ROANOKE TIMES

                         Roanoke Times
                 Copyright (c) 1995, Landmark Communications, Inc.

DATE: SATURDAY, March 4, 1995                   TAG: 9503070016
SECTION: VIRGINIA                    PAGE: C-5   EDITION: STATE 
SOURCE: PAUL DELLINGER STAFF WRITER
DATELINE: RADFORD                                LENGTH: Medium


REGIONAL JAIL STILL PLANNED; AREA SHRINKS TO 4 LOCALITIES

Plans now call for housing prisoners from only four localities in a regional jail to be built in the New River Valley.

Remaining in the $30 million project slated for 50 percent state funding are the city of Radford and the counties of Pulaski, Giles and Grayson.
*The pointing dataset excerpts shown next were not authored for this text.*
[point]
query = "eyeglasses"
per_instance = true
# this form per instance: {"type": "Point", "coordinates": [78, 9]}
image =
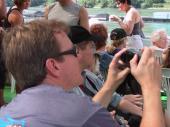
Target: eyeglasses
{"type": "Point", "coordinates": [73, 51]}
{"type": "Point", "coordinates": [118, 3]}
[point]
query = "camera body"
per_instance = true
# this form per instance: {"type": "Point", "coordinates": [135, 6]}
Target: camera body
{"type": "Point", "coordinates": [128, 55]}
{"type": "Point", "coordinates": [130, 84]}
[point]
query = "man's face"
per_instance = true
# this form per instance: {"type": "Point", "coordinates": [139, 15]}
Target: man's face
{"type": "Point", "coordinates": [70, 72]}
{"type": "Point", "coordinates": [86, 56]}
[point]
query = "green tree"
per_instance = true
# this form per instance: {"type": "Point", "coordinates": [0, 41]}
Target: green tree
{"type": "Point", "coordinates": [104, 3]}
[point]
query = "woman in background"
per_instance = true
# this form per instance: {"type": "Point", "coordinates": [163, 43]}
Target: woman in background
{"type": "Point", "coordinates": [15, 13]}
{"type": "Point", "coordinates": [132, 23]}
{"type": "Point", "coordinates": [100, 30]}
{"type": "Point", "coordinates": [68, 12]}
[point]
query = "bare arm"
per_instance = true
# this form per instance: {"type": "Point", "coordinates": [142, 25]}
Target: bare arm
{"type": "Point", "coordinates": [104, 96]}
{"type": "Point", "coordinates": [148, 73]}
{"type": "Point", "coordinates": [84, 21]}
{"type": "Point", "coordinates": [129, 21]}
{"type": "Point", "coordinates": [2, 9]}
{"type": "Point", "coordinates": [127, 106]}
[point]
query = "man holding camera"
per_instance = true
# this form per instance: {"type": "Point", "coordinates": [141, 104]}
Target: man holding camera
{"type": "Point", "coordinates": [46, 66]}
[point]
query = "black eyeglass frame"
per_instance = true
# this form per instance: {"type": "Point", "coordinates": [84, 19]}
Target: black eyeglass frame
{"type": "Point", "coordinates": [73, 51]}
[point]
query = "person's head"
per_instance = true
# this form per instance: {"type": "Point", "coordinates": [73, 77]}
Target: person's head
{"type": "Point", "coordinates": [166, 58]}
{"type": "Point", "coordinates": [122, 4]}
{"type": "Point", "coordinates": [23, 4]}
{"type": "Point", "coordinates": [118, 39]}
{"type": "Point", "coordinates": [100, 30]}
{"type": "Point", "coordinates": [85, 43]}
{"type": "Point", "coordinates": [159, 38]}
{"type": "Point", "coordinates": [38, 52]}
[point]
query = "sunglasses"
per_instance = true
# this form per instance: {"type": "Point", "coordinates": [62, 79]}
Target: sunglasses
{"type": "Point", "coordinates": [73, 51]}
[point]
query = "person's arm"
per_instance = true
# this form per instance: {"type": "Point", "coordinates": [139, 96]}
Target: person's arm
{"type": "Point", "coordinates": [15, 18]}
{"type": "Point", "coordinates": [84, 21]}
{"type": "Point", "coordinates": [127, 106]}
{"type": "Point", "coordinates": [135, 99]}
{"type": "Point", "coordinates": [114, 79]}
{"type": "Point", "coordinates": [148, 73]}
{"type": "Point", "coordinates": [2, 9]}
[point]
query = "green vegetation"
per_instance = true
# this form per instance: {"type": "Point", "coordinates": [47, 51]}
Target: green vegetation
{"type": "Point", "coordinates": [136, 3]}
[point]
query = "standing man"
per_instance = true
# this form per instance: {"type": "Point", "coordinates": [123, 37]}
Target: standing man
{"type": "Point", "coordinates": [69, 12]}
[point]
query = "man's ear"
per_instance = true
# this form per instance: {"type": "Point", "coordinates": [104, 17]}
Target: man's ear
{"type": "Point", "coordinates": [52, 67]}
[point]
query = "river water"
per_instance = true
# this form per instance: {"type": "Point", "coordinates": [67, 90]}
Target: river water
{"type": "Point", "coordinates": [148, 28]}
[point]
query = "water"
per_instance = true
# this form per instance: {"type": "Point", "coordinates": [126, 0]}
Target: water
{"type": "Point", "coordinates": [148, 28]}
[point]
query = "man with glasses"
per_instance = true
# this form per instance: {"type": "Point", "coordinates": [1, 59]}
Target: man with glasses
{"type": "Point", "coordinates": [46, 67]}
{"type": "Point", "coordinates": [103, 94]}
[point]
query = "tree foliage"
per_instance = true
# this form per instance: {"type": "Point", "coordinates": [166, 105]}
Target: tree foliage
{"type": "Point", "coordinates": [102, 3]}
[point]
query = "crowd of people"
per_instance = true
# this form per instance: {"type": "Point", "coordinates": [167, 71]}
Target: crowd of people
{"type": "Point", "coordinates": [70, 76]}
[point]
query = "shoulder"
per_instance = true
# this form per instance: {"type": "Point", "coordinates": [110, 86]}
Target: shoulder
{"type": "Point", "coordinates": [102, 118]}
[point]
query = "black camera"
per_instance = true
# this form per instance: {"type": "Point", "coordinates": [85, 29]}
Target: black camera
{"type": "Point", "coordinates": [128, 55]}
{"type": "Point", "coordinates": [130, 85]}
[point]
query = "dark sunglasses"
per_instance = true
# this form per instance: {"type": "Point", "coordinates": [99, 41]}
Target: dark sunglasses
{"type": "Point", "coordinates": [73, 51]}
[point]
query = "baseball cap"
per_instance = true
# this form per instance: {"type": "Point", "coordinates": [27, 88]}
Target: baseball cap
{"type": "Point", "coordinates": [117, 34]}
{"type": "Point", "coordinates": [79, 34]}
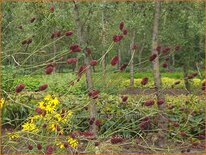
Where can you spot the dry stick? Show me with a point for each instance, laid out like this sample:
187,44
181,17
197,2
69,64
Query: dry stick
15,60
41,48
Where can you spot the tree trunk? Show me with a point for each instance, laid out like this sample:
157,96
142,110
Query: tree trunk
162,121
140,54
186,81
119,55
92,106
103,43
132,61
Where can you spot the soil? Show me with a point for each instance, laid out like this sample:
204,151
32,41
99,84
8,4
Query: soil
146,91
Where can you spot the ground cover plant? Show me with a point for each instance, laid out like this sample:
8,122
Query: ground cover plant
103,77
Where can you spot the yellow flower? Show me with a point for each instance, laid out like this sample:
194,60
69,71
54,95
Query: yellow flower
29,127
48,97
2,101
72,142
13,135
58,117
61,146
42,105
67,117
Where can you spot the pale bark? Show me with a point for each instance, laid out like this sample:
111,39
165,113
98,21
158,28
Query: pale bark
103,43
132,61
92,106
119,55
162,121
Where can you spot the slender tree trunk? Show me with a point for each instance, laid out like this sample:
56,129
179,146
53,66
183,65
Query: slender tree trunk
103,43
132,61
119,55
140,53
92,106
162,123
173,59
186,81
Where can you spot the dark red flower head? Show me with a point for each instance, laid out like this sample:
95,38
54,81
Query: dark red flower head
167,59
203,88
49,70
32,19
72,60
89,51
38,111
149,102
43,87
183,134
121,25
177,48
116,140
114,60
195,74
164,65
52,9
93,62
145,122
82,70
56,34
177,82
39,146
94,94
98,122
75,48
30,147
125,32
117,38
57,127
124,98
152,57
19,88
204,84
166,50
134,46
158,49
29,41
175,124
44,125
69,33
51,64
91,121
145,80
49,150
123,67
24,42
86,134
160,101
20,27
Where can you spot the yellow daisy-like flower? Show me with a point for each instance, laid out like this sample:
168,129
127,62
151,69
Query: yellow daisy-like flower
29,127
67,117
48,97
2,101
42,105
58,117
72,142
34,118
61,146
13,135
52,127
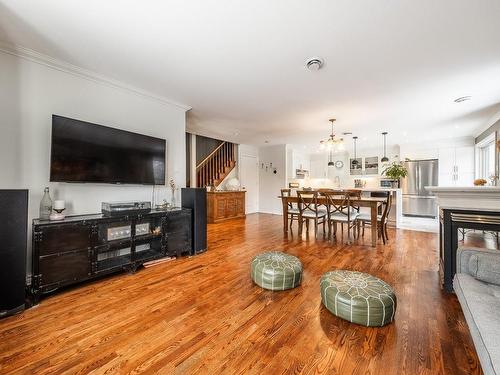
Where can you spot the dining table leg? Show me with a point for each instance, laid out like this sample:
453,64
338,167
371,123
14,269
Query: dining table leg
285,215
374,223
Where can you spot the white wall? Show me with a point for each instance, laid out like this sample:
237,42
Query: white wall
31,92
270,183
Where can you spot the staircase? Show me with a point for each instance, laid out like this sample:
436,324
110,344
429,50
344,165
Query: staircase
216,166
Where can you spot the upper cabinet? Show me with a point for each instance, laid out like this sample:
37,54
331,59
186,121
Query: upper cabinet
456,166
297,160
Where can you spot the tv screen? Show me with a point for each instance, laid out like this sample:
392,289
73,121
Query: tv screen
86,152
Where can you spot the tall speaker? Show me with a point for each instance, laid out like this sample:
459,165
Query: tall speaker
13,238
196,200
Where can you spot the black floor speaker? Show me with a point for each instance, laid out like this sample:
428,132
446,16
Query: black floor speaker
13,238
196,200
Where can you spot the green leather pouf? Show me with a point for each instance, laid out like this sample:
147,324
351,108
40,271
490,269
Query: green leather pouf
276,271
358,297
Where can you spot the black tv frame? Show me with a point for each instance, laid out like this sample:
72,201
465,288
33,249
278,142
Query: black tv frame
110,181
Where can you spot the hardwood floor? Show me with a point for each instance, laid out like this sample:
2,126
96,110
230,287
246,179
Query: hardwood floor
204,315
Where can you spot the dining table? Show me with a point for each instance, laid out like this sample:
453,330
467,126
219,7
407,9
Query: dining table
372,202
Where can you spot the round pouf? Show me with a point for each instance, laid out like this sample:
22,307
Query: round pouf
358,297
276,271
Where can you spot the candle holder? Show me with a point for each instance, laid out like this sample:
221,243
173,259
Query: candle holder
57,215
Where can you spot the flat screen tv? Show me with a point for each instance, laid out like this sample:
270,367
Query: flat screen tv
86,152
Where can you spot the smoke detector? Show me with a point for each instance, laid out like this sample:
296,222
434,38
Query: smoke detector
314,63
462,99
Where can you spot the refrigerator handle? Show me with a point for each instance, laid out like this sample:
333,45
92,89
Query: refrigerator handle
418,180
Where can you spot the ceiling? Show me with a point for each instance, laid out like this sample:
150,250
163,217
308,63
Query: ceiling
392,65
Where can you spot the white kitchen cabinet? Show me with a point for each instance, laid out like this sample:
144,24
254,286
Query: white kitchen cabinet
296,160
319,166
456,166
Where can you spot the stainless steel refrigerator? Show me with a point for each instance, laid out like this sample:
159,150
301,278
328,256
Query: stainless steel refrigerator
416,200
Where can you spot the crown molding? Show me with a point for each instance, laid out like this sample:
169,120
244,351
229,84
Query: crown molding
40,58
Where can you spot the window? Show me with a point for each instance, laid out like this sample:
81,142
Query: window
485,156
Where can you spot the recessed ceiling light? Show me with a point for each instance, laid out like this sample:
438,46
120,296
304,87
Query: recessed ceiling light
314,63
462,99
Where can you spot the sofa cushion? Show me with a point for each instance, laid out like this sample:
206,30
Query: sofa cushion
481,306
485,267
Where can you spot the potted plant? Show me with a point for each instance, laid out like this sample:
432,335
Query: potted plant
395,171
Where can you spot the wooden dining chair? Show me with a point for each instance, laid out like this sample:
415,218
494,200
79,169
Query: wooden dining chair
340,211
310,209
354,195
365,219
293,211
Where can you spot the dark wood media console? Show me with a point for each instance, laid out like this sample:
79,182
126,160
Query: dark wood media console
86,247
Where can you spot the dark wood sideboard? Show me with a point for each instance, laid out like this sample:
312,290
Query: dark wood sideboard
224,205
86,247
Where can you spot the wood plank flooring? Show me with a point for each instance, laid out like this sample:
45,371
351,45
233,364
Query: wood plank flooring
204,315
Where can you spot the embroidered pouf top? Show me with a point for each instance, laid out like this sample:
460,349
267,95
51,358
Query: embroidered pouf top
276,271
358,297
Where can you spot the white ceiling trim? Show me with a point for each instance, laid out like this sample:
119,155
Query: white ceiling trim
39,58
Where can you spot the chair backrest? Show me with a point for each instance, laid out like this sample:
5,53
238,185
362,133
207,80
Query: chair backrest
354,194
308,200
336,203
387,208
285,193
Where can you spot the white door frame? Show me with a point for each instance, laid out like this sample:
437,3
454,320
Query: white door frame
256,158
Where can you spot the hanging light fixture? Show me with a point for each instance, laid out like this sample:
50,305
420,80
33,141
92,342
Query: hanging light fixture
330,159
385,158
355,160
331,142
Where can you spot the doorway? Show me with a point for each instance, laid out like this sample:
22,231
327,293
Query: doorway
249,174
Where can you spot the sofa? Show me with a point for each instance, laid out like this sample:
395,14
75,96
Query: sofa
477,285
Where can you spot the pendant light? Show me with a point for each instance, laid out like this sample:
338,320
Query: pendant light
355,161
332,142
330,159
385,158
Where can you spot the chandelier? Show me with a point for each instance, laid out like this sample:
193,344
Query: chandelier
332,143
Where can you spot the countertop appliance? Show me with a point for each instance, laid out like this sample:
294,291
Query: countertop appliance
387,183
416,200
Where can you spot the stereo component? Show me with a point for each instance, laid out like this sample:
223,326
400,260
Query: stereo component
125,208
196,200
142,229
119,233
13,237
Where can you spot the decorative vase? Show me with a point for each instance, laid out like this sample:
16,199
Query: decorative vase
172,199
45,205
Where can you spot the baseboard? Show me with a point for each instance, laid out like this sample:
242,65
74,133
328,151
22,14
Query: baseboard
269,212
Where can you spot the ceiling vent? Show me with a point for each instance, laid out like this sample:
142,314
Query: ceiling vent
314,63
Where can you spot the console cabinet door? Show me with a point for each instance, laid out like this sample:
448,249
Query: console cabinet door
63,238
66,268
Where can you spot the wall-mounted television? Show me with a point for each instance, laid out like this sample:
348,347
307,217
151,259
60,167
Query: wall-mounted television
86,152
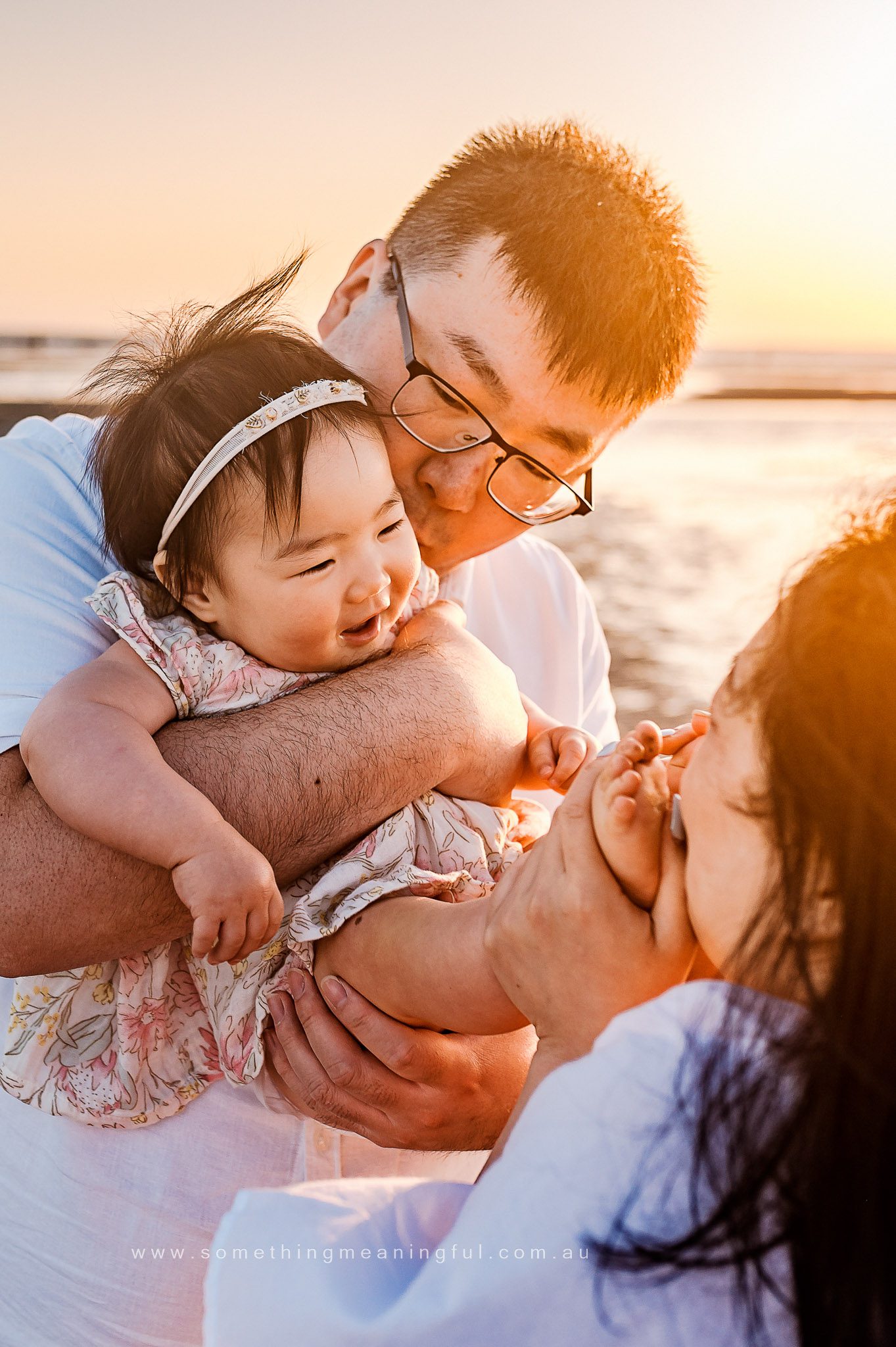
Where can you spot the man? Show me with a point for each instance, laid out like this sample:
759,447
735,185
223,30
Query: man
527,306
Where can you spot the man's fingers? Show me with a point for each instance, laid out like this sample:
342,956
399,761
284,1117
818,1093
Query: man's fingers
311,1087
677,739
541,756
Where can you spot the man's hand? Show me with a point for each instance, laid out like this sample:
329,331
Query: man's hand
493,747
354,1067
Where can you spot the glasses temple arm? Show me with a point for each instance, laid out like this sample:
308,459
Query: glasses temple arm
404,318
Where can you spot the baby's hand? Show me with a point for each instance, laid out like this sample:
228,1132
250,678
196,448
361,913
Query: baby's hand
233,897
559,753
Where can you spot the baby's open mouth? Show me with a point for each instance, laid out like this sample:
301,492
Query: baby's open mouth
365,632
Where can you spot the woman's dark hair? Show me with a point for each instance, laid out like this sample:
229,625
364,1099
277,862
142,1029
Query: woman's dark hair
797,1148
174,388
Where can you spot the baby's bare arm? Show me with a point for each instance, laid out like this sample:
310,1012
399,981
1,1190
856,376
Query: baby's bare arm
89,750
424,962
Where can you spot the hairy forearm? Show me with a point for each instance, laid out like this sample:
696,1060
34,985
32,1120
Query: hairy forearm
299,779
423,962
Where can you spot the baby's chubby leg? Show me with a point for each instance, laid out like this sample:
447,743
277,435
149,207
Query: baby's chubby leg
628,806
424,962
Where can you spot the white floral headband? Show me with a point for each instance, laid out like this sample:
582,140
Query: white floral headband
299,401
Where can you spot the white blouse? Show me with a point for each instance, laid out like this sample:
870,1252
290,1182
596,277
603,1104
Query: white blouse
404,1263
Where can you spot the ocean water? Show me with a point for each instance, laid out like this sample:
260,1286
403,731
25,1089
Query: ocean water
701,507
701,510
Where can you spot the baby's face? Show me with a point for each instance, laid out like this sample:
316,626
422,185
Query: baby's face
325,596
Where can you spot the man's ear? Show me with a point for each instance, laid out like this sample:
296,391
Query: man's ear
364,276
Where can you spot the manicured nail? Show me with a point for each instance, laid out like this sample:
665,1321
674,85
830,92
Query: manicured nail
334,992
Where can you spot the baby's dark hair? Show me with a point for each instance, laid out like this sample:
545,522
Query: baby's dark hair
174,388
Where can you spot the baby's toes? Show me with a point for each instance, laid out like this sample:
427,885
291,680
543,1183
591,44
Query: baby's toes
628,750
650,737
655,786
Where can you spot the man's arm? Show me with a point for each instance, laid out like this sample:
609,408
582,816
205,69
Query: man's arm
299,777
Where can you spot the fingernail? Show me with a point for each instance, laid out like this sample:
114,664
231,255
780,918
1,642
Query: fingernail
334,992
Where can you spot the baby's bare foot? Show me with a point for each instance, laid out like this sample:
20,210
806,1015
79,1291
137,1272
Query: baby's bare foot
628,806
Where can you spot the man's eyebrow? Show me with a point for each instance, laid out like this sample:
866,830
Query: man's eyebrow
479,362
573,441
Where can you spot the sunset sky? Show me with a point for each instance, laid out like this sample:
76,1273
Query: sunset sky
168,151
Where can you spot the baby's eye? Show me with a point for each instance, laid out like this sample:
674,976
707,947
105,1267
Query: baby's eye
314,570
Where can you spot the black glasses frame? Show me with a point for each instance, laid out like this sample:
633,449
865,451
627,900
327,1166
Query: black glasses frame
415,368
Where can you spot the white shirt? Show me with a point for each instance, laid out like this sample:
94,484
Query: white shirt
78,1202
507,1261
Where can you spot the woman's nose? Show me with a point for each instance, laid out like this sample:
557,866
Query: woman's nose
458,480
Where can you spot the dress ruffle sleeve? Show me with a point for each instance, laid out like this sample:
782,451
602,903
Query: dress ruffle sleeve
204,672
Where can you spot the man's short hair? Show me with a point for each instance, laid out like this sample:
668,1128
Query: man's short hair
592,241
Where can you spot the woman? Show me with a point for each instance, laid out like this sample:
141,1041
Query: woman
719,1168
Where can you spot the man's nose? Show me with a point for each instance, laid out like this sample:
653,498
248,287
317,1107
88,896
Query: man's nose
458,480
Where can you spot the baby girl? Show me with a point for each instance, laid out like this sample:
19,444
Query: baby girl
264,546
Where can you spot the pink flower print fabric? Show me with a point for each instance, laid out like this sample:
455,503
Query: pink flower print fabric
131,1042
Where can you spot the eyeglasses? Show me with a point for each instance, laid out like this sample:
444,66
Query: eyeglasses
442,418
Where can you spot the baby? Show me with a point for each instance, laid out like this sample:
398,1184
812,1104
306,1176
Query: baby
264,546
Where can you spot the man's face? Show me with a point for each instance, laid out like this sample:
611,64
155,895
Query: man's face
474,333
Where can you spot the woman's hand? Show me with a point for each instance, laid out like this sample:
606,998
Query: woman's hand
567,944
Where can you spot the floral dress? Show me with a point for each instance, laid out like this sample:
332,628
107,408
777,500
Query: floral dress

The next step will be for them to form a regional jail authority, which can borrow money from Rural Economic and Community Development (formerly the Farmers Home Administration) for the 360-bed jail.

Before money can be secured, the authority will set up a site-selection committee to pin down the jail's location.

In its application for state funding, a regional jail committee named the Pulaski County Corporate Center as the site. But Pulaski County officials say that was only because the industrial park is owned by the county and some site had to be listed. They saw some other Pulaski County site as more likely.

Depending on the site, cost of the jail could rise. The industrial park already has utilities, but a more remote site might have to have utilities extended to it.

At one time, the site was to be in Carroll County, but that county dropped out of the project.

So did Wythe County, where officials now hope to solve the problem of their aging and overcrowded jail by having local prisoners held at a private 1,500-bed prison planned about two miles east of Wytheville. That project, by Corrections Corporation of America, is opposed by some Wythe County residents.

More recently, Tazewell County - a latecomer to the New River Valley jail project - decided to look instead at establishing a regional jail with counties closer to it.

The last participant to fall by the wayside was Floyd County, where no action on the regional jail agreement was taken last month by the Board of Supervisors.

The plan submitted to the state already had to be corrected to eliminate Tazewell County prisoners from the figures. Now the same will have to be done for Floyd.

The only other change in the plan provides for the authority board to appoint a tie-breaker, because there now will be an even number of locality representatives.

Even with Floyd's dropping out, the jail may be built with the same number of prisoner beds as planned.

``We're going to have some excess space when this jail opens up. We're going to have to have it to give ourselves room to expand,'' said Assistant Radford City Manager Bob Lloyd, regional jail committee chairman.

Until prisoners from the four localities fill the jail, though, the authority could rent space to the state or federal government and possibly lower the per-day costs for each local prisoner. The localities' per-diem costs, plus income from renting beds, will be used to repay the local share of the project's cost.

The jail committee barely met the deadline with its application to qualify for 50 percent state funding, which will not be available in the future. The most that future regional jails will get is 25 percent from the state, with new local jails drawing even less than that. In fact, the state may not participate at all in the construction of jails below a certain size.